Simplifying Fractions: 5/18 x 4/15
In this article, we will learn how to multiply two fractions and simplify the result. Specifically, we will focus on the multiplication of 5/18 and 4/15.
Multiplying Fractions
To multiply two fractions, we need to follow the rule:
a/b × c/d = (a × c) / (b × d)
In our case, we have:
5/18 × 4/15
Calculating the Product
Let's follow the rule:
(5 × 4) / (18 × 15)
First, we multiply the numerators (the numbers on top):
5 × 4 = 20
Next, we multiply the denominators (the numbers on the bottom):
18 × 15 = 270
Now, we can write the product as:
20/270
Simplifying the Fraction
To simplify the fraction, we need to find the greatest common divisor (GCD) of 20 and 270. The GCD is the largest number that divides both numbers without leaving a remainder.

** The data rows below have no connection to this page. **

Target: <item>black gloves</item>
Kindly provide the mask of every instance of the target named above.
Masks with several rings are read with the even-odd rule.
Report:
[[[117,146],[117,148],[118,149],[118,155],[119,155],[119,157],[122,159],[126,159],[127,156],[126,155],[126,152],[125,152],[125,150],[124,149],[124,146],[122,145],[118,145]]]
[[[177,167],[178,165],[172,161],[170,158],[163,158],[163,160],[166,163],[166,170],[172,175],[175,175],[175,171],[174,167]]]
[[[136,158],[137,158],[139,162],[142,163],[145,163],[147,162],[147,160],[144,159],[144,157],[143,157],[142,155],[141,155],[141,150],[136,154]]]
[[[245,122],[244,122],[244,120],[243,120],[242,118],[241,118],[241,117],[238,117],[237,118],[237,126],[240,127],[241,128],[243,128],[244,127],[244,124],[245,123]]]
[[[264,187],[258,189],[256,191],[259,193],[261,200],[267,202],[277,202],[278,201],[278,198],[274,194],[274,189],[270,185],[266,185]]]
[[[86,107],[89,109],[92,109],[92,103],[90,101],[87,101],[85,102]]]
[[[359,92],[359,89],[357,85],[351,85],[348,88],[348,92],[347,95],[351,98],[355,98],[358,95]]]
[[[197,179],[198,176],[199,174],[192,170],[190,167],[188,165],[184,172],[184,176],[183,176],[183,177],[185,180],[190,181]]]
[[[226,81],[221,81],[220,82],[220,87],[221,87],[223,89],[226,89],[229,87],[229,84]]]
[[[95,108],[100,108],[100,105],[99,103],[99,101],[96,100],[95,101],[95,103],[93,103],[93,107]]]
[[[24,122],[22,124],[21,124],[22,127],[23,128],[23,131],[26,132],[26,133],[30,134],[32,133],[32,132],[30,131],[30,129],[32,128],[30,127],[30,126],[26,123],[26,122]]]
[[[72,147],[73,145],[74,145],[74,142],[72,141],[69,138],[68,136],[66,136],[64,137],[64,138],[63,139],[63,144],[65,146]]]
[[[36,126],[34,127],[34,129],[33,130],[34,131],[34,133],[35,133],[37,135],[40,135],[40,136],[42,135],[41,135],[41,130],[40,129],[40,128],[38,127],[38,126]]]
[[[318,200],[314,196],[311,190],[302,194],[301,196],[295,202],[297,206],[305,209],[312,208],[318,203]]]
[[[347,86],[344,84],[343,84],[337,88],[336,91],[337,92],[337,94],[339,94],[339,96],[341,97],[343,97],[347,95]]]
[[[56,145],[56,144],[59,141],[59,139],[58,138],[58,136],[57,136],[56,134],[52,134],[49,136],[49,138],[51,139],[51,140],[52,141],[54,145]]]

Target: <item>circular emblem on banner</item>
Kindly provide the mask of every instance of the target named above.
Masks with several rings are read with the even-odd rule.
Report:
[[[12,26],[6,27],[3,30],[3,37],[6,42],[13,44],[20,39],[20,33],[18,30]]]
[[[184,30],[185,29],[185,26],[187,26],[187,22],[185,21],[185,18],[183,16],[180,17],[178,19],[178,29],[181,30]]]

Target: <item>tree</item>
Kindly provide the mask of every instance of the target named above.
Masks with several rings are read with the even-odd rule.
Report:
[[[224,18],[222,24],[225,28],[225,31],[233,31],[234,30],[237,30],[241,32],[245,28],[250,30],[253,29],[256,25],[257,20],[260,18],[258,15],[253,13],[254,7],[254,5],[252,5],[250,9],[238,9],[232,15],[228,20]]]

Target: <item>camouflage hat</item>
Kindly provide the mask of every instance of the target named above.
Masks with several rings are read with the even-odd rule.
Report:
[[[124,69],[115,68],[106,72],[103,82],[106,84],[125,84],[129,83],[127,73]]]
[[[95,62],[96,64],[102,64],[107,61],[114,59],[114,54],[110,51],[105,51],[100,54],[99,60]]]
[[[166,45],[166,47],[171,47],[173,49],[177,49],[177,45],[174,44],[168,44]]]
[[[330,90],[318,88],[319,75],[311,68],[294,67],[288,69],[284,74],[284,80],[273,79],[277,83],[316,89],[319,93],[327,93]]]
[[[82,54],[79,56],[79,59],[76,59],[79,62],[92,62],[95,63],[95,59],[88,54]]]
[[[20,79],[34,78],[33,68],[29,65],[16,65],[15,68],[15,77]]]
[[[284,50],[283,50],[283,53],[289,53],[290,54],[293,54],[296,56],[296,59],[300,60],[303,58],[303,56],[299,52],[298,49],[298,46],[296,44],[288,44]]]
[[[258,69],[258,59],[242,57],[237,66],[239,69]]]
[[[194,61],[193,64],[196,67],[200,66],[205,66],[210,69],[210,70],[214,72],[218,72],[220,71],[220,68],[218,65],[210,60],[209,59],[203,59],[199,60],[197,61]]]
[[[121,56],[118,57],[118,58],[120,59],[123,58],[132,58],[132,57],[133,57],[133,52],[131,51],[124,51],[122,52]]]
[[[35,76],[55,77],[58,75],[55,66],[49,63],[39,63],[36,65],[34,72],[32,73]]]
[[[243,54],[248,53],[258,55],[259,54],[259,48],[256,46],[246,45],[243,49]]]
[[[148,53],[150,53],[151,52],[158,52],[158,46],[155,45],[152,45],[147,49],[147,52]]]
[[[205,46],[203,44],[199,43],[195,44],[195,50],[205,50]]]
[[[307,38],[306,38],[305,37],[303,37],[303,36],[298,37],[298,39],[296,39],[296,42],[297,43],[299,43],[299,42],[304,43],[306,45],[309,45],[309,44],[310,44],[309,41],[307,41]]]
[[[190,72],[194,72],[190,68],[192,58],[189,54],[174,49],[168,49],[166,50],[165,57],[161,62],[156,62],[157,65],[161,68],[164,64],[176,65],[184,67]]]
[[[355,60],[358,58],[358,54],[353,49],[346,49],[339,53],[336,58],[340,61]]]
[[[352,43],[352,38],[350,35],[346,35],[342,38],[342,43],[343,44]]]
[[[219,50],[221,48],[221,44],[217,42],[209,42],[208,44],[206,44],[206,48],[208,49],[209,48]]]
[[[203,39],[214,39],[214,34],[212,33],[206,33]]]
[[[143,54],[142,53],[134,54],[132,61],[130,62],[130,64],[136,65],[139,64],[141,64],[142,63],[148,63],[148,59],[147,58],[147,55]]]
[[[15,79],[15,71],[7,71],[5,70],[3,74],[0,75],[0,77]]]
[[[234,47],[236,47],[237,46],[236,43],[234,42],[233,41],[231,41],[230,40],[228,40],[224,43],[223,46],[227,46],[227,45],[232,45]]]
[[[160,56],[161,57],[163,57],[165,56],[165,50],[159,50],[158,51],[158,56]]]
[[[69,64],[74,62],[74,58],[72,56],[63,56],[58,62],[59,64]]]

Using the Euclidean algorithm, we can find the GCD of 20 and 270:
GCD(20, 270) = 10
Now, we can divide both the numerator and the denominator by the GCD:
20 ÷ 10 = 2 270 ÷ 10 = 27
The simplified fraction is:
2/27
Conclusion
In conclusion, the product of 5/18 and 4/15 is 2/27. By following the rules of multiplying fractions and simplifying the result, we can obtain a simplified fraction that is easier to work with.
Remember, when multiplying fractions, it's essential to follow the rule and simplify the result to get the correct answer.